Available at Julie Saul Gallery
Animal photographer Charlotte Dumas works to reveal the many varieties of relationships between man and animal. The images are more than nobel portraits of animals, they are revealing vignettes that work to lift the curtain on relationships many of us think little about. The frames are ever intimate and approachable. We weigh our own emotions against those of her subjects, we sympathise, and are quite often called to remember the captivity we, as humans impose on fellow creatures.

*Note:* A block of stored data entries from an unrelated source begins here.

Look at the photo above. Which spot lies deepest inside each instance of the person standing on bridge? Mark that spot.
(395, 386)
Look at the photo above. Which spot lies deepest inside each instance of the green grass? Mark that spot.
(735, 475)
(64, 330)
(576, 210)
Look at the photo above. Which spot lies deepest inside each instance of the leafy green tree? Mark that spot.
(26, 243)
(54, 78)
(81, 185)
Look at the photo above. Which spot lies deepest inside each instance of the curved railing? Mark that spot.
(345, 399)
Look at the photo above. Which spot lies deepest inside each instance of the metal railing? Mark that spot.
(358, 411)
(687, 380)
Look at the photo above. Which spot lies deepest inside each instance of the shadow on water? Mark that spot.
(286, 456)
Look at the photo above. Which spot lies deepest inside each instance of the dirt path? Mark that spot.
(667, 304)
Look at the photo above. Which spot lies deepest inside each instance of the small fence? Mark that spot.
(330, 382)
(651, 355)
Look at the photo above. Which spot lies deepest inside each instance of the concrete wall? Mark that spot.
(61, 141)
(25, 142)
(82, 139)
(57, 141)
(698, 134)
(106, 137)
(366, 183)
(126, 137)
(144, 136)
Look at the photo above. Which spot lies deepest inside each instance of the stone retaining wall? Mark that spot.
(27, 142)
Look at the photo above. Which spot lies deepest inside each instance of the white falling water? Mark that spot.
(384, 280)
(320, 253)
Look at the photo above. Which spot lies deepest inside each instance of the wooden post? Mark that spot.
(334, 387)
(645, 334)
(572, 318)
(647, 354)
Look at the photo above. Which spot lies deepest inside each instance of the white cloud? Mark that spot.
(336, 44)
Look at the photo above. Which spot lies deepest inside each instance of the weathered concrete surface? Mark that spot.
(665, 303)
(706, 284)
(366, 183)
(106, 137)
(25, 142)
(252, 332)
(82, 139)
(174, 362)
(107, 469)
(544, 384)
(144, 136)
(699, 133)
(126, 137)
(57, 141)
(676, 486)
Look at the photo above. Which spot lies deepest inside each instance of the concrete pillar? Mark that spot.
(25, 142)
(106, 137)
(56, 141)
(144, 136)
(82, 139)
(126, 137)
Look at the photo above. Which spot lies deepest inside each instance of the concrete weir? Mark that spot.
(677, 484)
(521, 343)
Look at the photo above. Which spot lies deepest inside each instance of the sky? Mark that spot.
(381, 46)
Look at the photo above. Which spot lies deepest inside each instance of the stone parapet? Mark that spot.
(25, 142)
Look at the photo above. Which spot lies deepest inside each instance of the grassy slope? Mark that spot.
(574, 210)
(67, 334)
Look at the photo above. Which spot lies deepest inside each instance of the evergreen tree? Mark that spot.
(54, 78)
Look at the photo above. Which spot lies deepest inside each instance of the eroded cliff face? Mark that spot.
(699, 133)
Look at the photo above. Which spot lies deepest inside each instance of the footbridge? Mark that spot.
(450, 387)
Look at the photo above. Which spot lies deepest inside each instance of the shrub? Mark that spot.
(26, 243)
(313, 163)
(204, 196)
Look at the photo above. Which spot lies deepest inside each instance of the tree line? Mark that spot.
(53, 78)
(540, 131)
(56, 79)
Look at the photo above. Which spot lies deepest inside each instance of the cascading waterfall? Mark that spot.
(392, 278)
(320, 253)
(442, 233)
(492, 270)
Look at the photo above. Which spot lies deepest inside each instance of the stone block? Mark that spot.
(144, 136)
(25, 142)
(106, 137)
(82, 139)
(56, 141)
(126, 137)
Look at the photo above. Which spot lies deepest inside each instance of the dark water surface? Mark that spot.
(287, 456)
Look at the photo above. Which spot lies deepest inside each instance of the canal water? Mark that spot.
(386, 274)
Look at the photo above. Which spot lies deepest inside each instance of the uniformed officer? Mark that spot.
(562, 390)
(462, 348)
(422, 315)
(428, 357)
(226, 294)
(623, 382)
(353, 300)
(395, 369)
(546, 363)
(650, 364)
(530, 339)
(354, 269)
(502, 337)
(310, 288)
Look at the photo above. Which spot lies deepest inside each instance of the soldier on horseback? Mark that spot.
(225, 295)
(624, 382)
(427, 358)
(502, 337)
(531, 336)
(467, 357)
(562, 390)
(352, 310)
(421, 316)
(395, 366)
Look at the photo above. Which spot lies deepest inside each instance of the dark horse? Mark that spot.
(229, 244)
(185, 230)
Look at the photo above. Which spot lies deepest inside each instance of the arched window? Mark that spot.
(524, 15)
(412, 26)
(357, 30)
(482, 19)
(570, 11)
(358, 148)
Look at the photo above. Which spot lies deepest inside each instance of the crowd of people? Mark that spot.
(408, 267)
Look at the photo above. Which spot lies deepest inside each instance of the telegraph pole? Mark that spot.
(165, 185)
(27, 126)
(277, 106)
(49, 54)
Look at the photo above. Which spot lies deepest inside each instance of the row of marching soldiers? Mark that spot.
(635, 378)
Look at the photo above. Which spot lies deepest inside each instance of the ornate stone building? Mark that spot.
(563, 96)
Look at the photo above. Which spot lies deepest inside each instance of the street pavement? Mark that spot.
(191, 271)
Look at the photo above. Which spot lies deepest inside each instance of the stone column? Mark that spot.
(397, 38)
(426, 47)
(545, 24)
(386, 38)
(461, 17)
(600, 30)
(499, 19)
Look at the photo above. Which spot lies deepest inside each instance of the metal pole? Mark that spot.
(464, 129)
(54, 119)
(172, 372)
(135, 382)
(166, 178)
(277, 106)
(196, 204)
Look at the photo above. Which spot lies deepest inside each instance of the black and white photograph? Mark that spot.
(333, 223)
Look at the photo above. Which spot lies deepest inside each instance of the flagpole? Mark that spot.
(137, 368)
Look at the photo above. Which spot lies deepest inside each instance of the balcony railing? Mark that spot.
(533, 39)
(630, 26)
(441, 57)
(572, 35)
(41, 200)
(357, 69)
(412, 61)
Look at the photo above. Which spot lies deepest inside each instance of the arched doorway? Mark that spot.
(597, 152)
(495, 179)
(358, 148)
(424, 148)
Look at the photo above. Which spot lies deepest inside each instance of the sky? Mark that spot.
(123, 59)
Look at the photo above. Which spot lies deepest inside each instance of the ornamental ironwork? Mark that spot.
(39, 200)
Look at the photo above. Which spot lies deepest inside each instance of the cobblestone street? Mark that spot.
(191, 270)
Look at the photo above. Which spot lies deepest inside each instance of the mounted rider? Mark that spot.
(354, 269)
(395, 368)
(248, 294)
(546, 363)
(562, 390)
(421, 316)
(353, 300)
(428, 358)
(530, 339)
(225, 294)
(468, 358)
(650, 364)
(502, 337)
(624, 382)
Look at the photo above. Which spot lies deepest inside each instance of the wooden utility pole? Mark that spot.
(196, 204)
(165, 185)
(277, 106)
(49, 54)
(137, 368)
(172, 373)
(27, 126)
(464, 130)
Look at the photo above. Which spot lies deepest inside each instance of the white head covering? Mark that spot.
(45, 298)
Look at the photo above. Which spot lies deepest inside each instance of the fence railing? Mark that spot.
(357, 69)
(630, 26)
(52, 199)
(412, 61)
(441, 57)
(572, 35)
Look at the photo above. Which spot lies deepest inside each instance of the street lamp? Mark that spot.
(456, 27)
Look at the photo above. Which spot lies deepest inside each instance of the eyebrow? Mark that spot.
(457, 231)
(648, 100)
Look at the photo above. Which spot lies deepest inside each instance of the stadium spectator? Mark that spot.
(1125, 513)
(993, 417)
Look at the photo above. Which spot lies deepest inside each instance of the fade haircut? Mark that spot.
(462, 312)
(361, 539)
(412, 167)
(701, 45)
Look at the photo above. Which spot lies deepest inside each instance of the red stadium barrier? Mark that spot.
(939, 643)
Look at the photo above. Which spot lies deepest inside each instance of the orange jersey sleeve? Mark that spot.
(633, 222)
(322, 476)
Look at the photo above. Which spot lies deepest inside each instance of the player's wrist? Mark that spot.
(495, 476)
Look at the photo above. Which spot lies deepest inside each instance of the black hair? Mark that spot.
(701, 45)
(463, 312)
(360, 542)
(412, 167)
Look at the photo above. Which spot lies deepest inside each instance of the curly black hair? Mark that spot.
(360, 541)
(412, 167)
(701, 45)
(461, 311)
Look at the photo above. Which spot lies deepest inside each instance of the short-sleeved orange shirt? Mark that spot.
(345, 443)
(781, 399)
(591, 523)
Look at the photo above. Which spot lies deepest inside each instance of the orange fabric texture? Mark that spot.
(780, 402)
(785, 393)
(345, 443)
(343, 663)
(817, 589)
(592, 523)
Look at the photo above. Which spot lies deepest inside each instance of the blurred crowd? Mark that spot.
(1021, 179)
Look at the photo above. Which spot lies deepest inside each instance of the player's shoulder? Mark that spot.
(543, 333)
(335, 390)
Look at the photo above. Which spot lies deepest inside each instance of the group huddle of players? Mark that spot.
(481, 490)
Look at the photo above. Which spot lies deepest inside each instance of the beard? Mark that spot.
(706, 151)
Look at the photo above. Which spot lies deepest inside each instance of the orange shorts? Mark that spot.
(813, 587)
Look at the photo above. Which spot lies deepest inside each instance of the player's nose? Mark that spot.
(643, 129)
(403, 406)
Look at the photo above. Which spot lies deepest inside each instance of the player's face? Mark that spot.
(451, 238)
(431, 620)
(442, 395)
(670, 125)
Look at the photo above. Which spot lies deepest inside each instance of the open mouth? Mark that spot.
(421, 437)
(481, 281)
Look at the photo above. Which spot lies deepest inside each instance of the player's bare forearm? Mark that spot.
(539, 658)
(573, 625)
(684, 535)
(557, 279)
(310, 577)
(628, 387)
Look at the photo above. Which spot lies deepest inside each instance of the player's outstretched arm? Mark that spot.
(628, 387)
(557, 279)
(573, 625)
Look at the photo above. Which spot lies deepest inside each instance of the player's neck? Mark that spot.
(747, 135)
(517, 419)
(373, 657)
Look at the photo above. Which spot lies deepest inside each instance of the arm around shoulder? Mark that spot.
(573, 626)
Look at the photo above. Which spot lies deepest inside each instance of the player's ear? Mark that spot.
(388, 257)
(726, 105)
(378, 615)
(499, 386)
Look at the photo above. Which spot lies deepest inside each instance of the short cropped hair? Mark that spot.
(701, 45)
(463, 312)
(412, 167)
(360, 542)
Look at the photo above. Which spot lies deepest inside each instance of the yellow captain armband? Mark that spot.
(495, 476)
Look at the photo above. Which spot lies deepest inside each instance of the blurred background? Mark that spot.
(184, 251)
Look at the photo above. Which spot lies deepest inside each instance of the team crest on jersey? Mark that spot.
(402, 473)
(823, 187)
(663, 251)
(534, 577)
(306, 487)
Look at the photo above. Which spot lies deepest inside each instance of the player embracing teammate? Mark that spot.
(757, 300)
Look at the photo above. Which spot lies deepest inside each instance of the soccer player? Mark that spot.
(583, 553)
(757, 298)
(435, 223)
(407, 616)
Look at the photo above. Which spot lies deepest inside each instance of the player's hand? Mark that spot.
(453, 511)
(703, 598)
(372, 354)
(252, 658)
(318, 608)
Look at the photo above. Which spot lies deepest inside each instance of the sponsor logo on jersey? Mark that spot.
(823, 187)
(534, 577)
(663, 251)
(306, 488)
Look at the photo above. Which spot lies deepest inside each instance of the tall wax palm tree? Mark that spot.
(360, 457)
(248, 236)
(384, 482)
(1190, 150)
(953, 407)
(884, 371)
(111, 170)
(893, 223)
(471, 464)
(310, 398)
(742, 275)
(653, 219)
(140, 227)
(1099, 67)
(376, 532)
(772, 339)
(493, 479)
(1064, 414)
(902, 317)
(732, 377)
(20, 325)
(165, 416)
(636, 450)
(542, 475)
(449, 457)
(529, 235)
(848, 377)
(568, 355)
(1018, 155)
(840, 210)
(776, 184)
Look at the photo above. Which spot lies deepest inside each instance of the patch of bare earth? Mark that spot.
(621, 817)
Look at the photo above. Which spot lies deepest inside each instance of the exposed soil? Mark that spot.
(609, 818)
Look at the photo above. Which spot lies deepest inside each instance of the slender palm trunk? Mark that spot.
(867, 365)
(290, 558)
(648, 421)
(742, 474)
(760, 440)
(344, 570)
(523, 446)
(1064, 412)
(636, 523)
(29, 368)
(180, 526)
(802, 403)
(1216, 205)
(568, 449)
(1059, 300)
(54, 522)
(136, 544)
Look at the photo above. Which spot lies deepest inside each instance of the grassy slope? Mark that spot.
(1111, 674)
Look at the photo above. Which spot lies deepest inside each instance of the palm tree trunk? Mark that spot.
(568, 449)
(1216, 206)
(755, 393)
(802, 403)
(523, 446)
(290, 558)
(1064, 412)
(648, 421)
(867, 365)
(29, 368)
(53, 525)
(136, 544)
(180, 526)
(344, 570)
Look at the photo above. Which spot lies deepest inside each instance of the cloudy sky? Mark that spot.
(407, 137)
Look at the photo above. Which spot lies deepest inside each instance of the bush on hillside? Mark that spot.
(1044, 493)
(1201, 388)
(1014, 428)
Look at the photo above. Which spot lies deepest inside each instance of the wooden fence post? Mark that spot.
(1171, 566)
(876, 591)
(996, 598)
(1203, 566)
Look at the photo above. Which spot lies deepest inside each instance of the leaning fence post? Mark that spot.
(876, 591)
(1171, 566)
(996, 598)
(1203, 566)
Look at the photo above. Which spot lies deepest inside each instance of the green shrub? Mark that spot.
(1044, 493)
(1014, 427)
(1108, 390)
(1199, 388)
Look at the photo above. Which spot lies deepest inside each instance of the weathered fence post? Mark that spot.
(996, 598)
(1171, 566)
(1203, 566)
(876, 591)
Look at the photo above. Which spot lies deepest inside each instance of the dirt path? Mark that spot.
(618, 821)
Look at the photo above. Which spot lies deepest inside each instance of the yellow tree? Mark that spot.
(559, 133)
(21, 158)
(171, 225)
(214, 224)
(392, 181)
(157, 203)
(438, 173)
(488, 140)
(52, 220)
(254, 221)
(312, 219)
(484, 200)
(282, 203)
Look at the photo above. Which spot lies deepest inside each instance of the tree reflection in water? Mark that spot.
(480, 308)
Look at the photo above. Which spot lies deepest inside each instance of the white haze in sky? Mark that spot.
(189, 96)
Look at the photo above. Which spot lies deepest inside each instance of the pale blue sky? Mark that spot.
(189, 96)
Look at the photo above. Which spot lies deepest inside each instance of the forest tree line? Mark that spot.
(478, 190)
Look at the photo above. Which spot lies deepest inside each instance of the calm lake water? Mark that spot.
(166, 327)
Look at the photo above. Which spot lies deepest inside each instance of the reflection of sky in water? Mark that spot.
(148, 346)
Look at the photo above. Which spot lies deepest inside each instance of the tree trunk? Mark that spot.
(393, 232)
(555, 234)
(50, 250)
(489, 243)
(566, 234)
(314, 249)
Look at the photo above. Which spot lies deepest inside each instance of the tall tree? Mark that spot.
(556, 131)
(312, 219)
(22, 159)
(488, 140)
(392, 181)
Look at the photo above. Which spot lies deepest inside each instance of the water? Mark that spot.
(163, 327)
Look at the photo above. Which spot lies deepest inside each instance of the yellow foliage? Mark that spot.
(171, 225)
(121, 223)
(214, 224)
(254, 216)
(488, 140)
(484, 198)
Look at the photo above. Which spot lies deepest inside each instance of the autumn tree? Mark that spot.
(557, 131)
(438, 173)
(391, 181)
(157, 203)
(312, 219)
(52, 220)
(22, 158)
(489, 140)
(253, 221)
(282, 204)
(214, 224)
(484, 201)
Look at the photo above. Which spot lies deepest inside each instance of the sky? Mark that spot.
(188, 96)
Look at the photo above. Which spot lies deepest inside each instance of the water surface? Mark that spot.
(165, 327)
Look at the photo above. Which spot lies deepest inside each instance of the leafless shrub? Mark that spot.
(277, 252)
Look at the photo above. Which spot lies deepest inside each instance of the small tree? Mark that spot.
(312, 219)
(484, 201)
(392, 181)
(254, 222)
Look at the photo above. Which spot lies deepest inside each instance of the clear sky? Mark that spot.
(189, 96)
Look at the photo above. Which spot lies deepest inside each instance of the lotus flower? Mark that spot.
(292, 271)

For Dumas a common theme has been horses. Though replaced by the automobile decades ago these majestic creatures still serve as workers, racers, and even for some, pets. A poignant project that related to another chapter in the story between human and horse is a recent series Anima that feature the Old Guard- the burial horses of the Arlington National Cemetery. Dogs too have proved recurring; their relationship to humans is also multifaceted. Dumas has photographed the strays of Palermo and New York City in Heart-Shaped Hole (2008) and Heart of a Dog (2009). In 2011 Dumas narrowed in on a special story. She sought out the 15 remaining dogs that assisted FEMA agents in the aftermath of 9/11 at the World Trade Center and at the Pentagon. Now scattered around the states the dogs photographed in the resulting body of work,Retrieved, were crucial to the search and rescue effort of FEMA agents.
Other notable projects include the wolves of Norway and Sweden and tigers kept in the confinement of zoos, parks, and sanctuaries. With these works the ethics of freedom and captivity, survival, safety, and preservation of the species all come into play.